At a picnic area shortly before the Buckhart Trail, Tater and I caught up with Sparky, Ghost Hiker, Trooper, and Jay. Buckhart wound its way down to Cooper Canyon, ending at its intersection with the PCT. A sign at the intersection had been written on to indicate a waterfall was south on the PCT, but with no indication of distance, and my legs about ready to riot, I opted to skip looking for the waterfall and continued north on the PCT towards Cooper Canyon Camp. I mumbled something to Sparky about stopping at the camp because my ankle was bothering me (which wasn’t untrue; it had been in light pain almost immediately upon leaving the Baden-Powell summit yesterday), but really, I was stopping there because I didn’t have any uphill hiking left in me today.
The climb up from the trail intersection to the camp felt just as steep as the hike up Williamson, and it felt like it took forever. I finally got to the camp sometime around 2:15 or 2:30. Even though it was still early, and a short day (only 12.3 miles), I knew that to hike further would be folly.

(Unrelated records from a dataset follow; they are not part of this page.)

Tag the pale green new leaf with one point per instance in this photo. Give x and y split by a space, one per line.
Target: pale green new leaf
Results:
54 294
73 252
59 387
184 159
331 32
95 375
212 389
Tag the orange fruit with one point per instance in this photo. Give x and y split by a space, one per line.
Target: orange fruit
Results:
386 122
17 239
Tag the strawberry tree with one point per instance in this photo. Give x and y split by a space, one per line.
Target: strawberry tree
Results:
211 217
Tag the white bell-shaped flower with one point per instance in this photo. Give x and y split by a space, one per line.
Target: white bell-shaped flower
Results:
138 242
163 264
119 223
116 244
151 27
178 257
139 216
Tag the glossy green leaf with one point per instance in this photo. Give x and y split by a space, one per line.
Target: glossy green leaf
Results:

Several of the campsites were in use by other hikers. I had the suspicion, which proved correct, that they were out for the weekend and just hadn’t left yet, so I sat down at a picnic table between the entrance and the campground’s wood stoves, got water, and cooked dinner.

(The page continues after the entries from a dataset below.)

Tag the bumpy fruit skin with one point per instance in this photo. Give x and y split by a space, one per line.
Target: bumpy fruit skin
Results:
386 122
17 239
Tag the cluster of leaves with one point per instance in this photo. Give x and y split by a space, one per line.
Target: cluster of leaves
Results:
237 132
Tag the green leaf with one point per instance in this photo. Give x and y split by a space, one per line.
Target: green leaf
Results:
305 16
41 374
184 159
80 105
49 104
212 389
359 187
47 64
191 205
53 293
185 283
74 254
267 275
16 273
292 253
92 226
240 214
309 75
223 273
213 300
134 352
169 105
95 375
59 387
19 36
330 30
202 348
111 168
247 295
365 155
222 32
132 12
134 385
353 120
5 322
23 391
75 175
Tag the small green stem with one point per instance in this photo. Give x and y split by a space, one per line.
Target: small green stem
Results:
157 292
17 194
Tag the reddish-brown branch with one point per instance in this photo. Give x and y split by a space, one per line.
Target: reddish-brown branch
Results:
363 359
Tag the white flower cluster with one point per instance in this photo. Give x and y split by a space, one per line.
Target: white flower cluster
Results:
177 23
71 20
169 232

Tater arrived a while later; apparently, he and Sparky’s group took a break at a stream crossing near the Buckhart/PCT junction, not realizing that the Cooper Canyon Camp, also with water and toilets, was as close as it was. Sparky’s group showed up a little later, stopping at the pit toilet before continuing further down the trail.

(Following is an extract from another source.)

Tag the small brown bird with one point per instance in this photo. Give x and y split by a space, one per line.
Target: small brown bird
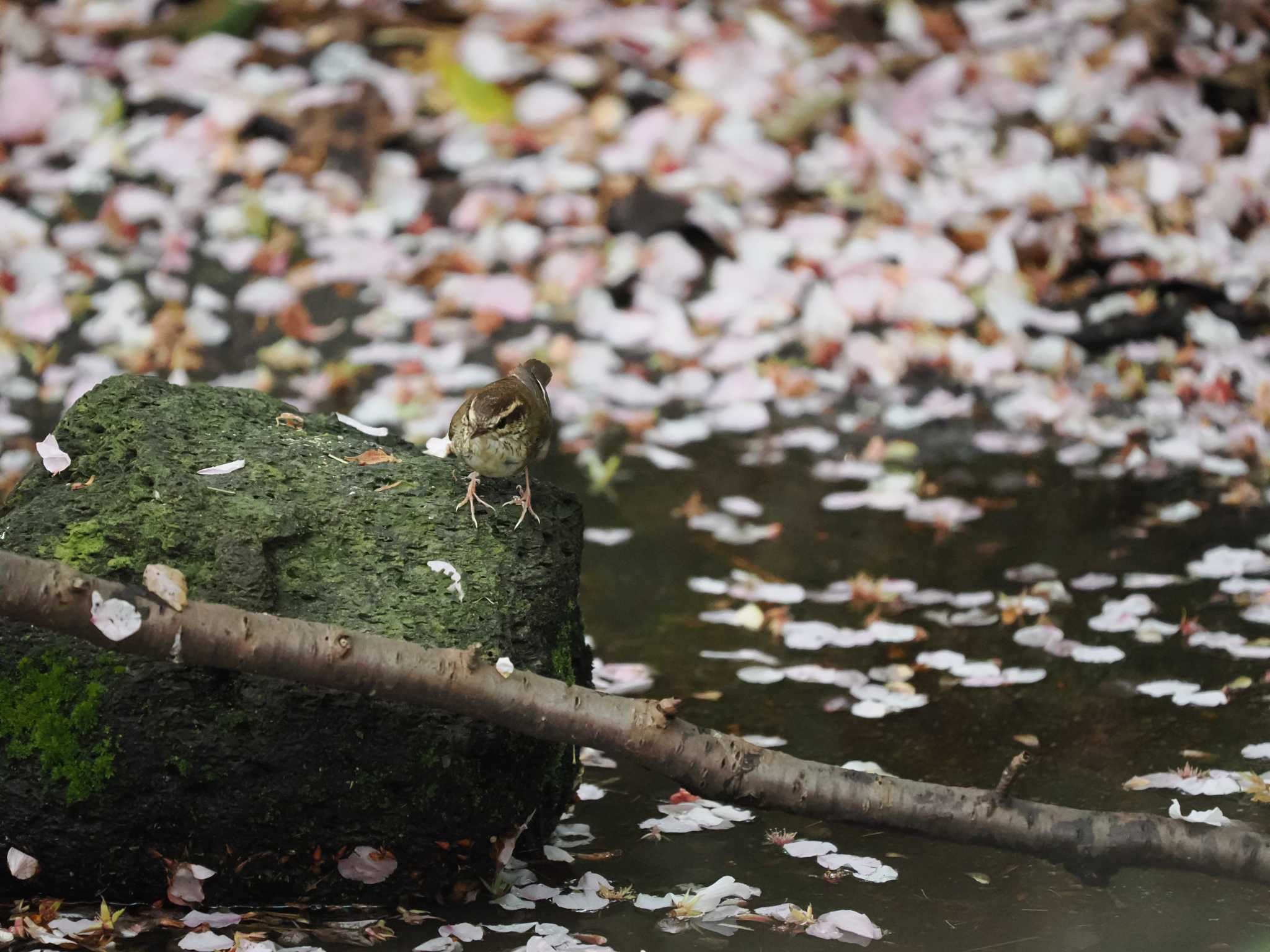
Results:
504 427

After the weekenders left, Justin, Karen, and Laura, a trio of hikers I’ve seen a few times before but haven’t talked much with showed up and set up camp in the area I’d been planning on relocating to once the weekenders were gone. There being more than enough spaces, though, I still got a fairly decent site. Still in “bear country”, I threw my second bear line of the hike; this one went much better than yesterday’s. Tater threw one as well, and it was (sadly) the most perfect example of what not to do: he didn’t have enough slack in his line when he threw it, so rather than the rock sack falling to the ground and pulling rope up with it, the sack wrapped itself around the branch he aimed it at several times, until the sack was tightly wound up against the branch. It won’t be coming down anytime soon.
As the hour grew later, I was surprised that I hadn’t seen or heard any other hikers come into (or go past) the campground. There were a number of nice campsites on the way up the hill from the stream, so it’s possible people stopped there. I guess we’ll see tomorrow. Ideally, I’d like to get a somewhat early start. We’ll see how well that goes.
Fortunately, it looks like we’re generally done with the long steep uphill climbs, at least for awhile, but tomorrow is going to be a long water carry since there isn’t much in the way of reliable water sources between here and the next reasonable campsite. But with the short day today, I should be reasonably well rested tomorrow to hike to wherever I need to get to.